**deprecated** -- The `Feature` facility was never completely implemented
or supported, `has reported issues
<https://bitbucket.org/pypa/setuptools/issue/58>`_ and will be removed in
a future version.
A subset of the distribution that can be excluded if unneeded/wanted
Features are created using these keyword arguments:
'description' -- a short, human readable description of the feature, to
be used in error messages, and option help messages.
'standard' -- if true, the feature is included by default if it is
available on the current system. Otherwise, the feature is only
included if requested via a command line '--with-X' option, or if
another included feature requires it. The default setting is 'False'.
'available' -- if true, the feature is available for installation on the
current system. The default setting is 'True'.
'optional' -- if true, the feature's inclusion can be controlled from the
command line, using the '--with-X' or '--without-X' options.

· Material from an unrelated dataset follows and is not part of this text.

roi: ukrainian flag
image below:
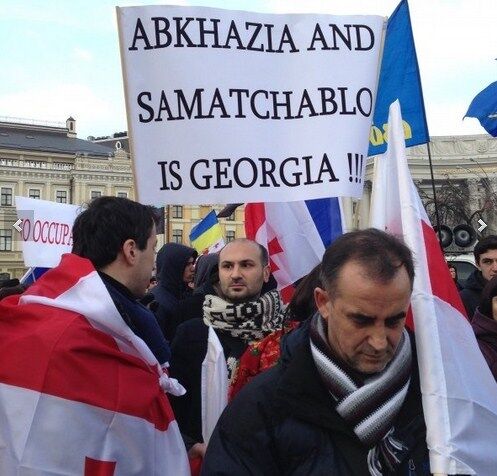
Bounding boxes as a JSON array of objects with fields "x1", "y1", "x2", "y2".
[{"x1": 189, "y1": 210, "x2": 225, "y2": 254}]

If
false, the feature's inclusion status is determined automatically,
based on 'availabile', 'standard', and whether any other feature
requires it. The default setting is 'True'.
'require_features' -- a string or sequence of strings naming features
that should also be included if this feature is included. Defaults to
empty list. May also contain 'Require' objects that should be
added/removed from the distribution.
'remove' -- a string or list of strings naming packages to be removed
from the distribution if this feature is *not* included. If the
feature *is* included, this argument is ignored. This argument exists
to support removing features that "crosscut" a distribution, such as
defining a 'tests' feature that removes all the 'tests' subpackages
provided by other features. The default for this argument is an empty
list. (Note: the named package(s) or modules must exist in the base
distribution when the 'setup()' function is initially called.)
other keywords -- any other keyword arguments are saved, and passed to
the distribution's 'include()' and 'exclude()' methods when the
feature is included or excluded, respectively. So, for example, you
could pass 'packages=["a","b"]' to cause packages 'a' and 'b' to be
added or removed from the distribution as appropriate.
A feature must include at least one 'requires', 'remove', or other
keyword argument. Otherwise, it can't affect the distribution in any way.
Note also that you can subclass 'Feature' to create your own specialized
feature types that modify the distribution in other ways when included or
excluded. See the docstrings for the various methods here for more detail.
Aside from the methods, the only feature attributes that distributions look
at are 'description' and 'optional'.